Wednesday, December 12, 2007

God’s Promises

In Christopher Wright’s “Knowing Jesus through the Old Testament”, he reminds us that God doesn’t give his people “flat predications” but promises which involves more of a personal and dynamic commitment. Wright states that because there is a relationship behind God’s promises “the material form in which it is fulfilled may be quite different from the literal form in which it was original made, and yet it is no less a valid fulfillment of the promise. (pg. 71)”

To help the reader understand this point, Wright gives a wonderful analogy of a father and a son. He writes:

“Imagine a father who, in the days before mechanized transport, promises his son, aged 5, that when he is 21 he will give him a horse for himself. Meanwhile the motor car is invented.

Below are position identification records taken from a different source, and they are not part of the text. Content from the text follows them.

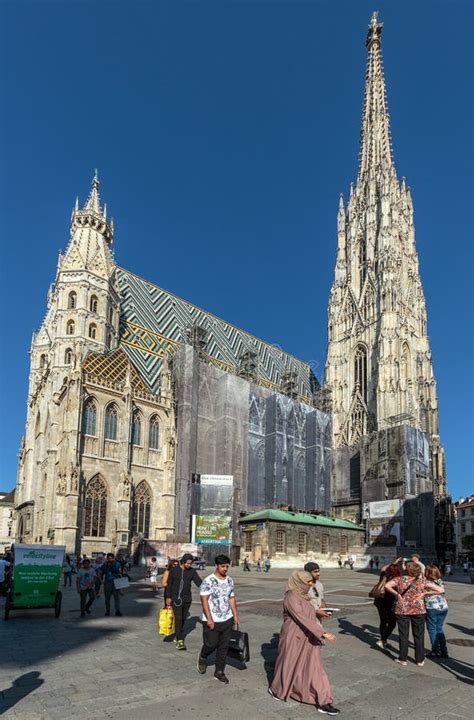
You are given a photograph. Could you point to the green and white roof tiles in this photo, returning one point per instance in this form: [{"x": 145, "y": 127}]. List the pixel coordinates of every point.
[{"x": 286, "y": 516}]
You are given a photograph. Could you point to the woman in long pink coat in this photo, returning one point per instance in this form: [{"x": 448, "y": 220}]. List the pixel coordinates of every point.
[{"x": 299, "y": 672}]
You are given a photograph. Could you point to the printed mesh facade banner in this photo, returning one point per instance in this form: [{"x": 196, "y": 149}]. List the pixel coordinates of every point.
[{"x": 277, "y": 449}]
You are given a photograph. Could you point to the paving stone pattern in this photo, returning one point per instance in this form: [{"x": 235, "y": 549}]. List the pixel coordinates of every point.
[{"x": 108, "y": 667}]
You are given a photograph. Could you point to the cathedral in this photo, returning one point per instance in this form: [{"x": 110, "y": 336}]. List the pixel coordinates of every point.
[
  {"x": 135, "y": 394},
  {"x": 385, "y": 434}
]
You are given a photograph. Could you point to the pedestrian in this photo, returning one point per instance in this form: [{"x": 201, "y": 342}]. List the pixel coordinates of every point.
[
  {"x": 172, "y": 562},
  {"x": 219, "y": 614},
  {"x": 299, "y": 672},
  {"x": 154, "y": 570},
  {"x": 97, "y": 582},
  {"x": 109, "y": 571},
  {"x": 409, "y": 590},
  {"x": 178, "y": 594},
  {"x": 85, "y": 581},
  {"x": 416, "y": 559},
  {"x": 67, "y": 571},
  {"x": 316, "y": 591},
  {"x": 384, "y": 605},
  {"x": 436, "y": 613}
]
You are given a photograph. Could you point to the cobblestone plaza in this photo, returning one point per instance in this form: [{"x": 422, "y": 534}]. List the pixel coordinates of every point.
[{"x": 120, "y": 667}]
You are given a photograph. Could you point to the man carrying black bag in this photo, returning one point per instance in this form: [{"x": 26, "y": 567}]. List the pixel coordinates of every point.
[{"x": 219, "y": 615}]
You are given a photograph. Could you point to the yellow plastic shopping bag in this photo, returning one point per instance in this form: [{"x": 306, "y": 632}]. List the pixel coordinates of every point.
[{"x": 166, "y": 621}]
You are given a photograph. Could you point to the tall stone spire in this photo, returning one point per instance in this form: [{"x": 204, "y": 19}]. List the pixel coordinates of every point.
[
  {"x": 375, "y": 140},
  {"x": 93, "y": 201},
  {"x": 379, "y": 361}
]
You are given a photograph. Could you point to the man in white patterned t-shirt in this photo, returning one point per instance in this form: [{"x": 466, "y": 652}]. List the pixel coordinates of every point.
[{"x": 219, "y": 614}]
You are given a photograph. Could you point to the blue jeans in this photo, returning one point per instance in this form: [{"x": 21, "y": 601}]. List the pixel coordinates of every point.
[{"x": 434, "y": 622}]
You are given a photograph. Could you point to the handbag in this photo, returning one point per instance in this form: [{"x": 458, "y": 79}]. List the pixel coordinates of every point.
[
  {"x": 166, "y": 622},
  {"x": 378, "y": 591},
  {"x": 239, "y": 648},
  {"x": 121, "y": 583}
]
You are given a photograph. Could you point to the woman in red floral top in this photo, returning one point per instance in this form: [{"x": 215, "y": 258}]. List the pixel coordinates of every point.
[{"x": 409, "y": 591}]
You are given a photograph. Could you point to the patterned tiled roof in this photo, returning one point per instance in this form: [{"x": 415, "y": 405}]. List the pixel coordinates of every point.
[
  {"x": 302, "y": 518},
  {"x": 154, "y": 321}
]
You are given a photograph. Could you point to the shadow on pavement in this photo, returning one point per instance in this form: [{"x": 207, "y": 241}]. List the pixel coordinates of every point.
[
  {"x": 348, "y": 628},
  {"x": 468, "y": 631},
  {"x": 464, "y": 672},
  {"x": 31, "y": 636},
  {"x": 269, "y": 653},
  {"x": 20, "y": 688}
]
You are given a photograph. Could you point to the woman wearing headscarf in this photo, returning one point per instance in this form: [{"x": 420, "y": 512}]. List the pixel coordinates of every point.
[
  {"x": 299, "y": 673},
  {"x": 383, "y": 601}
]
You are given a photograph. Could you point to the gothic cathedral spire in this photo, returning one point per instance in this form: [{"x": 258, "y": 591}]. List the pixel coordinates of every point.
[
  {"x": 378, "y": 362},
  {"x": 375, "y": 141}
]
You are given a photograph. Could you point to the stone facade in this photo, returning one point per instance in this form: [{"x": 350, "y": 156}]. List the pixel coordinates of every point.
[
  {"x": 379, "y": 365},
  {"x": 96, "y": 468},
  {"x": 292, "y": 539},
  {"x": 7, "y": 530},
  {"x": 465, "y": 528}
]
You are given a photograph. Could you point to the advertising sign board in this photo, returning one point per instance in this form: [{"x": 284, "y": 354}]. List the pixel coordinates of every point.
[
  {"x": 384, "y": 533},
  {"x": 214, "y": 529},
  {"x": 384, "y": 508},
  {"x": 36, "y": 574}
]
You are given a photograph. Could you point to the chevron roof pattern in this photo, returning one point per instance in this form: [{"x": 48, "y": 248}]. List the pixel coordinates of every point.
[{"x": 154, "y": 322}]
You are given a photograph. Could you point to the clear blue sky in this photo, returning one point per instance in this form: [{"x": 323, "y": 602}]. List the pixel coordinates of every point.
[{"x": 224, "y": 133}]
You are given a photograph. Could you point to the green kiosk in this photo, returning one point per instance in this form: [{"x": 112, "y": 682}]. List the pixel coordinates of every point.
[{"x": 35, "y": 578}]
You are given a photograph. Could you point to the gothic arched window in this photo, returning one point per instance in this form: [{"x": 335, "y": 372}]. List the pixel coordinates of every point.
[
  {"x": 360, "y": 370},
  {"x": 111, "y": 415},
  {"x": 280, "y": 544},
  {"x": 154, "y": 433},
  {"x": 95, "y": 508},
  {"x": 89, "y": 418},
  {"x": 141, "y": 509},
  {"x": 136, "y": 428}
]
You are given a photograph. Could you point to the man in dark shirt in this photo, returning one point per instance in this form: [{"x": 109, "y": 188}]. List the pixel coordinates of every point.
[
  {"x": 178, "y": 594},
  {"x": 108, "y": 572}
]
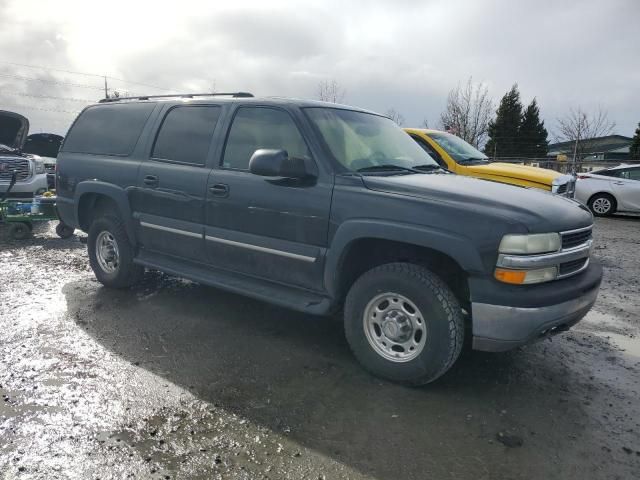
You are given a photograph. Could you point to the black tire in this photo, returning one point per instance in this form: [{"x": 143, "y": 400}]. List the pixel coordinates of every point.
[
  {"x": 441, "y": 312},
  {"x": 19, "y": 231},
  {"x": 601, "y": 200},
  {"x": 126, "y": 273},
  {"x": 64, "y": 231}
]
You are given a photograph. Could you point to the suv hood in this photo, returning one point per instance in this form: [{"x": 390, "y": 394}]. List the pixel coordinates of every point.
[
  {"x": 542, "y": 176},
  {"x": 14, "y": 129},
  {"x": 536, "y": 210}
]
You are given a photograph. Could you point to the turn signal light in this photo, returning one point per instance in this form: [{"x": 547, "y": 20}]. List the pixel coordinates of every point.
[{"x": 516, "y": 277}]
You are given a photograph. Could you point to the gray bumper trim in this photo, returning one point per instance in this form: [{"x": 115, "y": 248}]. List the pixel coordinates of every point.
[{"x": 498, "y": 328}]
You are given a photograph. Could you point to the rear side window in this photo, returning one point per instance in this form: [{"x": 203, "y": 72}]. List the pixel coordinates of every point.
[
  {"x": 108, "y": 129},
  {"x": 185, "y": 134}
]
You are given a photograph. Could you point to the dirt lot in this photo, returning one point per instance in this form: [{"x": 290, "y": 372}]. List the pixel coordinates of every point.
[{"x": 176, "y": 380}]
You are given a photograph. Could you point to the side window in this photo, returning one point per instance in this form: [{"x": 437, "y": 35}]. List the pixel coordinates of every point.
[
  {"x": 258, "y": 127},
  {"x": 108, "y": 129},
  {"x": 430, "y": 150},
  {"x": 634, "y": 173},
  {"x": 185, "y": 134}
]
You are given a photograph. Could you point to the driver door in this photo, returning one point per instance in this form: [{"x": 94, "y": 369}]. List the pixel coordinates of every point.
[{"x": 273, "y": 228}]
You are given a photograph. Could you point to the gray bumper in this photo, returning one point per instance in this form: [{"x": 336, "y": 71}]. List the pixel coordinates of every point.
[
  {"x": 498, "y": 328},
  {"x": 30, "y": 186}
]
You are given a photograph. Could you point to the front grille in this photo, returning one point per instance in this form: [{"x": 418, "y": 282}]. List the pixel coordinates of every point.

So on his 21st birthday the son awakes to find a motor car outside, ‘with love from Dad’. It would be a strange son who would accuse his father of breaking his promise just because there was no horse. And even stranger if, in spite of having received the far superior motor car, the son insisted that the promised would only be fulfilled if a horse also materialized, since that was the literal promise. It is obvious that with the change in circumstances, unknown at the time the promise was made, the father has more than kept his promise. In fact he has done so in a way that surpasses the original words of the promise which were necessarily limited by the mode of transport available at that time. The promise was made in terms understood at the time. It was fulfilled in the light of new historical events. (pg 71)”

I think this idea is helpful in understanding things like God’s promising the land of Canaan in the Abrahamic covenant (Genesis 17:8) to his people and Paul redrawing it to include the whole world (Romans 4 :13).